Specifically, long-read sequencing showed a significantly higher ratio of spliced reads among platform-specific unknown transcripts, supporting its improved ability to capture complete and novel splicing events (Fig. 3C and H). Although short-read RNA-seq detected more total unknown transcripts, these may partly reflect false positives from inference-based reconstruction or coverage biases. The long-read platform also identified significantly more novel spliced transcripts from known gene loci, and those transcripts exhibited higher completeness, indicating greater structural fidelity. It is important to note that the detection of transcript boundaries such as 5′ and 3′ ends in our study reflects algorithm-derived inferences generated by the CLC transcript discovery workflow, rather than experimental end-capture. Accurate mapping of native transcript termini is strongly protocol-dependent. For example, standard poly(A)-selected short-read RNA-seq does not preserve 5′ ends due to RNA fragmentation and priming strategies, whereas CAP-trapping approaches such as CAP-Trap-seq enable precise identification of 5′ cap sites [5, 33]. Likewise, methods such as FLAM-seq accurately define poly(A) tail-associated 3′ ends [34]. Because our libraries were prepared using poly(A)-selected total RNA for both long- and short-read platforms, the transcript structures reported in this study should be interpreted as computationally inferred boundaries rather than experimentally validated termini. Recognizing these protocol-dependent constraints is essential for accurate interpretation of the structural differences observed between platforms.

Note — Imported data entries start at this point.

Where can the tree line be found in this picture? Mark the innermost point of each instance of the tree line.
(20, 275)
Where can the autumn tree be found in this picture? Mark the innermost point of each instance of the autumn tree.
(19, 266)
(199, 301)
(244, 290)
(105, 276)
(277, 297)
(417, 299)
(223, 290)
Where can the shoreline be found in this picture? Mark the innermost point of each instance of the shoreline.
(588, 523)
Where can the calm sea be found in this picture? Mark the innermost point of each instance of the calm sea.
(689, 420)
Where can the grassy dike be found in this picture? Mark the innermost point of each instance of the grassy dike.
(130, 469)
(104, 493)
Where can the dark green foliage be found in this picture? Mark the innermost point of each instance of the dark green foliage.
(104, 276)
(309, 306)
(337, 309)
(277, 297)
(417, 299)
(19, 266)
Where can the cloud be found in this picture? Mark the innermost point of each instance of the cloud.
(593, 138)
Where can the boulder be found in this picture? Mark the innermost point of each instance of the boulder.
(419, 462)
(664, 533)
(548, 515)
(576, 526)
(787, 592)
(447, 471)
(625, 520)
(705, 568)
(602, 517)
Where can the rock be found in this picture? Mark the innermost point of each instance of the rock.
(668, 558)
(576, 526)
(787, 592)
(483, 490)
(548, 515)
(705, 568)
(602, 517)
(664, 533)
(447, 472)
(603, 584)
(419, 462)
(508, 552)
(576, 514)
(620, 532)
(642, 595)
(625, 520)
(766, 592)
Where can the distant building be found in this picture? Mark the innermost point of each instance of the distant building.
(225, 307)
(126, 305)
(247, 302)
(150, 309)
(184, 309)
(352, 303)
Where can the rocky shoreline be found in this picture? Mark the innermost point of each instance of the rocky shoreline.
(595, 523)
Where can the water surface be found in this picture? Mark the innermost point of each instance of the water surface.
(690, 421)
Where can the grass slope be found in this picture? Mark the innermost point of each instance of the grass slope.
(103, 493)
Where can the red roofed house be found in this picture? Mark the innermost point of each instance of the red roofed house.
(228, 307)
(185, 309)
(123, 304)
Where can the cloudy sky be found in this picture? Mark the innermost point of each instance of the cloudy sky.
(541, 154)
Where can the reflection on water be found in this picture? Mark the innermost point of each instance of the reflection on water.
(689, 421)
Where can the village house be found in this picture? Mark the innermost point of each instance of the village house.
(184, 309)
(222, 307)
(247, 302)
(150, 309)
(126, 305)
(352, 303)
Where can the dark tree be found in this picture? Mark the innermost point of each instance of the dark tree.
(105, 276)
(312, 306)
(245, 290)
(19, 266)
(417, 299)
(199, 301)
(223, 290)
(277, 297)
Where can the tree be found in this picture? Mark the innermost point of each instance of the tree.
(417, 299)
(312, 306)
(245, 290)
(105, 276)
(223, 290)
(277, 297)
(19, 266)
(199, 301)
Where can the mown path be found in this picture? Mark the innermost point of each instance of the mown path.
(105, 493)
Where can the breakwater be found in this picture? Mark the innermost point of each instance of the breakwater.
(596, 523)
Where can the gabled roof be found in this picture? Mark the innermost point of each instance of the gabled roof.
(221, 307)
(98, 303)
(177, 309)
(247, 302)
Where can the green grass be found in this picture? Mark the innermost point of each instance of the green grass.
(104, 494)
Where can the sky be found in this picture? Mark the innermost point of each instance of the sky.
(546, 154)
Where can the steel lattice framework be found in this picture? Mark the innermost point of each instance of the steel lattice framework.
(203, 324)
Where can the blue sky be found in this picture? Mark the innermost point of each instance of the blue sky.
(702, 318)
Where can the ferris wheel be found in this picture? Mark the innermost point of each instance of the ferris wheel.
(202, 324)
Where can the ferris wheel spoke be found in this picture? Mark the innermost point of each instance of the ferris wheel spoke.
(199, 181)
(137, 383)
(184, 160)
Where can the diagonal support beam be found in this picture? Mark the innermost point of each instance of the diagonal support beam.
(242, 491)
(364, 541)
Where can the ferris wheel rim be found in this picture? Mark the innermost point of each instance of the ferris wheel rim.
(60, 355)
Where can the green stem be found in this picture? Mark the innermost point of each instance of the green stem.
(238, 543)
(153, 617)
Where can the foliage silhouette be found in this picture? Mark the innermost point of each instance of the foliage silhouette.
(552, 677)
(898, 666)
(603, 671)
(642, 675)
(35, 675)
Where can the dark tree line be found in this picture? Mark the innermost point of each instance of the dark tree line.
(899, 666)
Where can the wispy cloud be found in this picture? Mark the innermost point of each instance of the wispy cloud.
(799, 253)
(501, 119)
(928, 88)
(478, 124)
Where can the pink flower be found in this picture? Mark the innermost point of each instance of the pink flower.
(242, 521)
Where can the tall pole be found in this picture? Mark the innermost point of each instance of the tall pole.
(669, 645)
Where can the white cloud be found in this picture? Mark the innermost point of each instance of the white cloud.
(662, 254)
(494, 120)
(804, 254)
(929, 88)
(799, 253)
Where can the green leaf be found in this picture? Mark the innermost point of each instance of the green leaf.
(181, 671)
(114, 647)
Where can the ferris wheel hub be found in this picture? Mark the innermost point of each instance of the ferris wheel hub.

In the context of fusion gene detection, long-read RNA-seq achieved higher mapping rates against a comprehensive fusion reference database (FusionGDB2), with full-length, high-confidence alignment across fusion junctions; an area where short-read mapping often failed due to fragmented reads (Fig. 4C and D). While the overall concordance between platforms was high, long-read sequencing uniquely identified fusions like ACTG1::CXCR5, which were poorly represented or undetectable in short-read data due to read length limitations. Taken together, these findings reinforce the notion that long-read RNA-seq is particularly well-suited for the accurate detection of novel splicings, full-length transcripts, and complex gene fusions, complementing short-read data. Although long-read sequencing inherently reduces assembly-derived artifacts, false positives remain a known concern, especially for low-abundance transcripts. In this study, we required multi-evidence support (per-sample recurrence, splice-site consensus, and database alignment when available) to mitigate potential artifacts and ensure biological plausibility. Importantly, a subset of transcripts including 41 novel splice variants and 9 novel gene clusters were reproducibly detected across all individuals and platforms, underscoring the biological validity of these discoveries. As transcriptome profiling moves toward greater resolution and functional interpretation, integrating long-read RNA-seq into standard pipelines will be essential for uncovering the full complexity of gene regulation. Similar advantages of long-read sequencing in isoform resolution, fusion transcript detection, and immune-repertoire reconstruction have also been reported in studies of solid tumors, supporting the generalizability of our platform-dependent observations [18, 35].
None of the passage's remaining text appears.